Robert Wayne’s Wild Eyed Dream

Photo by Edward McGrath.

By Nikki Hedrick


Country music found Robert Wayne Walkup by way of his family’s record player cabinet. “I can just remember being around five years old, and from what I can remember, we had about five albums in there,” he tells Beachcomber. “And I look back now, and I see now how big of an influence those records had on what I’m doing even today.”


Merle Haggard, Waylon Jennings, Kenny Rogers, Elvis Pressley and KISS made up the five contrasting albums—and the foundation of Walkup’s love for music. “I remember just playing them and knowing every word by heart. I can remember being maybe a little over the top. I don’t think we had headphones at that time. So, I remember my mom and dad saying, ‘Okay, that’s enough for right now. Let’s put that away. We’re going to turn this off for a little while.’”

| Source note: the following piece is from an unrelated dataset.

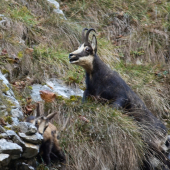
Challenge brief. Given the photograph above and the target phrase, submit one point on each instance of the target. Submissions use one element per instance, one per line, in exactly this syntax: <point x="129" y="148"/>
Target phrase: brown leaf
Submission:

Those fond memories were the inspiration for the title track of Walkup’s recent album, Wild Eyed Dream.


“That song is about being at a young age, listening to the radio and dreaming about maybe one day writing a song and getting to hear it come playing back at me,” Walkup says. He was a recent finalist in NASHNext, a competition for aspiring country stars via Cumulus Media’s radio markets.


“That was fulfilled with this contest that I was in. NASH 105, they played my song ‘Fine Fine Day.’ That was a cool moment, to be driving down the road and then you’re being announced on the radio and actually getting to hear it. So that was a lifelong dream come true.”


If you scroll through Walkup’s personal Facebook account, it is easy to see one of his biggest supporters is his son. In one video, you can see Bobby Walkup beaming as he listens to his dad’s song getting airplay.


“Oh, yeah, that’s my son, Bobby.” Walkup says. “We’ve written songs together and we do shows. You know, it started off just in our own house, and I’d found that if we made up songs together, I could keep him from doing things—I could keep his attention. So we used to write just silly songs and then we’ve written some pretty serious songs, too. But to be able to have that experience in the family…he’s excited about it.”


Walkup may have always been drawn to music, beginning with that limited collection of records in his childhood home, but the drive to do more came later. “I was in my later teens and early 20s and to the point where I decided to move to Nashville. I lived there for about six years and really got a great education about the music business and songwriting. I had some ‘close but no cigar’ moments when I was there.

“And then, you know, having a young family and getting started, I kind of was like, Oh, I need to get a real job. So I just kind of put it on a back burner for a little while. I focused on a career, I guess other than the music. I was still dabbling in the music, still writing songs.”


In time, that dabbling grew. “I guess it was probably about eight years ago that I decided to start recording just for the fun of it. And then I got the bug to get a band back together. I’d say for the last eight years, I’ve just really been having a lot of fun with performing live and recording music and writing new music with new friends or writers.


“Things just kinda keep climbing, and I’m like, hey, I’m just gonna keep going through any door of opportunity and see where this leads me and just have a blast along the way.”


When asked about his first forays into songwriting, Walkup admits, “I can’t remember, really, too much about it. I don’t think it was a very good song. But it was good enough to make me want to go to Nashville, so I guess I’ll claim it and take it.


“Probably one of my biggest, favorite things that’s happened is I get to be friends with Ricky Lee Phelps.” Phelps was the original vocalist with the Kentucky Headhunters, the band that won Grammy, ACM and CMA awards for their double platinum debut album Pickin’ on Nashville.


“Maybe about six or seven years ago, I was able to meet him and we’ve become good friends. We’ve done shows together, and we’ve written some songs together as well. We actually cut (the Headhunters song) ‘Dumas Walker’ on my new album. That’s a pretty big highlight for me.”


Phelps also receives co-producer credit on Walkup’s album. “He was kind enough to, kind of, push a couple songs my way that made it to this album.  I can’t thank him enough. And certainly the co-producer, Kyle Lehning—he brought the whole Nashville connection. He produced every record that Randy Travis ever recorded. So, he’s been in Nashville, and he brought together the musicians and it was a just phenomenal experience, to say the least.”


Walkup and his band continue to play locally and regionally in support of Wild Eyed Dream. The album can be found on all digital platforms.